Anche in questo caso rimangono fruibili canali diversi per divorziare: in Comune, davanti all’ufficiale dello stato civile, o attraverso la negoziazione assistita degli avvocati. L’unione civile viene sciolta anche nel caso 1 dei partner dovesse cambiare sesso. Nel caso in cui, invece, la rettifica anagrafica di sesso dovesse avvenire all’interno di un matrimonio e i coniugi non abbiano intenzione di divorziare, viene ad instaurarsi automaticamente l’unione civile.

  1. Adozione negata: no stepchild adoption

L’unione civile non riconosce, nemmeno per quanto riguarda il figlio del convivente, la possibilità di adottare. Quanto prevedeva la cosiddetta stepchild adoption, infatti, è stato interamente stralciato dal testo di legge.

Il ddl, tuttavia, prevede che quanto viene consentito in materia di adozione dalle norme attualmente vigenti viene mantenuto: un escamotage che lascia quindi ai giudici la facoltà di poter decidere in maniera contraria.

COPPIE ETEROSESSUALI, QUALI NOVITÀ?

  1. Coppie etero non sposate: quali diritti

Le coppie eterosessuali, unite da vincoli affettivi, che decidono di non contrarre matrimonio diventano a tutti gli effetti conviventi di fatto. In realtà, purtroppo, le tutele che la legge riconosce a queste nuclei familiari non si possono nemmeno paragonare a quelle sussistenti perle coppie sposate o per quelle omosessuali che si legano con l’unione civile.

In caso di malattia o di ricovero, i partner conviventi eterosessuali hanno il diritto reciproco di visita, di assistenza e di accesso alle informazioni personali, secondo quanto stabilito dagli ospedali nei confronti dei coniugi e dei familiari. In caso di malattia, poi, il convivente di fatto può venire indicato dall’altro partner come suo rappresentante per quanto concerne le decisioni relative allo stato di salute e, in caso di decesso, alla donazione degli organi.

Vengono, poi, riconosciuti ai conviventi sono gli stessi diritti di visita in carcere previsti per i soggetti sposati. Per quanto, invece, concerne il risarcimento del danno, qualora uno dei 2 partner muoia per illecito da parte di un terzo, il superstite ha diritto al risarcimento secondo i medesimi parametri applicabili ai coniugi.

  1. Casa comune al superstite ma soltanto a tempo

Nel caso in cui muoia il convivente di fatto proprietario della casa comune, quest’ultima secondo la legge Cirinnà viene destinata all’altro convivente, il quale, però , ha diritto a viverci per 2 anni oppure per un periodo pari alla convivenza nel caso sia superiore, rimanendo tuttavia detto periodo mai superiore a 5 anni e ad almeno 3 se nella casa abitano anche figli minori o disabili.

Tale diritto decade qualora il convivente smetta di abitare nella casa stabilmente oppure instauri una nuova convivenza, un’unione civile o un matrimonio. Per quanto concerne, invece, le case popolari, qualora l’appartenenza ad un nucleo familiare risulti titolo o causa di preferenza nelle graduatorie, tali condizioni vengono riconosciute anche alle coppie conviventi di fatto.

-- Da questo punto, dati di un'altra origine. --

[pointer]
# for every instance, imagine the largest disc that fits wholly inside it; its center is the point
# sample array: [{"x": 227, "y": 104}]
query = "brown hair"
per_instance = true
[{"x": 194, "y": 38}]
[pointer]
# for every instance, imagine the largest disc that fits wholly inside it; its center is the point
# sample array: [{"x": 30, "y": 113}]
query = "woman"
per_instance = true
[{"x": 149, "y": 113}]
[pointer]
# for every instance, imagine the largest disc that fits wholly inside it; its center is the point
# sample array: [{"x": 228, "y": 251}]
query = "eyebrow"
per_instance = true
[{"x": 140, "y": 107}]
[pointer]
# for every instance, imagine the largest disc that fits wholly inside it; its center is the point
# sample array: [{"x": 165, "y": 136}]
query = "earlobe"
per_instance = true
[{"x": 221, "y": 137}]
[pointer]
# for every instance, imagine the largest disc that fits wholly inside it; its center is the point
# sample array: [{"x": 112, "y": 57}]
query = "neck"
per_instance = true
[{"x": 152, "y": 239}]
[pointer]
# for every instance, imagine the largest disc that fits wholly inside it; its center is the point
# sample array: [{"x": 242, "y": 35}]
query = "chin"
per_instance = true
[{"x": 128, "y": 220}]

  1. I contratti di convivenza

Il ddl sulle unioni civili, per quanto concerne i conviventi di fatto eterosessuali, anch’essi vincolati all’assistenza morale e materiale reciproca, stabilisce la facoltà di firmare un “contratto di convivenza” atto a regolare i rapporti economici all’interno della coppia, oltre a precisare le modalità di contribuzione alla vita comune.

Qualora, poi, il convivente lavori in via stabile nell’impresa dell’altro, il nuovo articolo 230-bis del Codice civile assicura la partecipazione agli utili dell’impresa. Se i conviventi di fatto dovessero interrompere l’unione, gli alimenti spettano al partner economicamente più indigente, soltanto però per un periodo proporzionale alla durata della convivenza.

In materia, invece, di eredità e pensione di reversibilità alle coppie conviventi eterosessuali la legge non riconosce alcun diritto.